ナローウェブ印刷におけるラベルとパッケージの違いは何ですか?
ネッサン・クリアリー氏は、ラベル付けはこれまで常にパッケージングとは別物であったが、その境界線がますます曖昧になってきていることを語ります。
最近の Fespa トレード ショーで特に驚いたのは、ラベル印刷機が数多く登場し始めたことです。これは、ワイド フォーマット機器を販売しているベンダーの多くがラベル業界にもサービスを提供していることと、多くの印刷サービス プロバイダーがラベル印刷を事業多角化の実現可能な手段と見なしていることが一因です。デジタル ラベル印刷機の第一世代は、ラベル コンバーターに小ロット印刷機能を提供することを目的としたナロー ウェブ マシンでした。しかし、最新のデジタル ラベル ソリューションの多くはこれを超え、今では小ロット パッケージ市場もターゲットにしています。
ナローウェブ印刷に関して、ラベルとパッケージングの主な違いは印刷幅にあります。

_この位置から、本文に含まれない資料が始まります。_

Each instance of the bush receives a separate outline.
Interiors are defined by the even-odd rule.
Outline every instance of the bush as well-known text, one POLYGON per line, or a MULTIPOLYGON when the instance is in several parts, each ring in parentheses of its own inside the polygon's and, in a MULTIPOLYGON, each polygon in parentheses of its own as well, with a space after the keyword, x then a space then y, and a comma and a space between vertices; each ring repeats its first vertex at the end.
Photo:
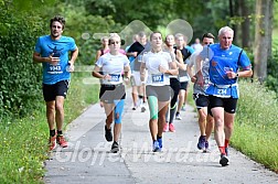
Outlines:
POLYGON ((242 82, 232 144, 278 172, 278 101, 258 83, 242 82))
POLYGON ((0 119, 30 113, 42 100, 41 66, 32 62, 35 35, 41 26, 24 13, 20 13, 24 19, 13 14, 1 8, 0 119))

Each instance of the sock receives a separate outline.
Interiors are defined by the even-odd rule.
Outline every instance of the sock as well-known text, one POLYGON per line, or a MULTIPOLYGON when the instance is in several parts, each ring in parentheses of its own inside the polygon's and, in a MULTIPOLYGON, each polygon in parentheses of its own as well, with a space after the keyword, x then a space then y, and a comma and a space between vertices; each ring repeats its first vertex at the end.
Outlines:
POLYGON ((229 140, 225 139, 225 148, 228 148, 229 140))
POLYGON ((220 148, 221 154, 226 154, 225 147, 218 147, 218 148, 220 148))
POLYGON ((54 130, 50 130, 50 136, 54 137, 55 136, 55 129, 54 130))
POLYGON ((58 130, 58 131, 57 131, 57 136, 63 136, 62 130, 58 130))

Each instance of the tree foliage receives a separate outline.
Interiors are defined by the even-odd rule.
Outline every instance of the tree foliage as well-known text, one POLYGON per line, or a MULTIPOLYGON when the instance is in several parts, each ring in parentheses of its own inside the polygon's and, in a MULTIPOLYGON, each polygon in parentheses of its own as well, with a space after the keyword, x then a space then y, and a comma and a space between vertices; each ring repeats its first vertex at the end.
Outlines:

初期のインクジェットマシンは、古いフレキソラベル印刷機の 240 mm 幅を模倣していました。しかし、今日のデジタルラベル印刷機のほとんどは幅が約 340 mm で、440 mm や 510 mm の幅広のマシンも登場し始めています。これにより、複数のラベルトラックを並べて配置できるため、生産性が向上します。しかし、さらに重要なのは、印刷機が広いほど、より多くのパッケージングアプリケーションを処理できることです。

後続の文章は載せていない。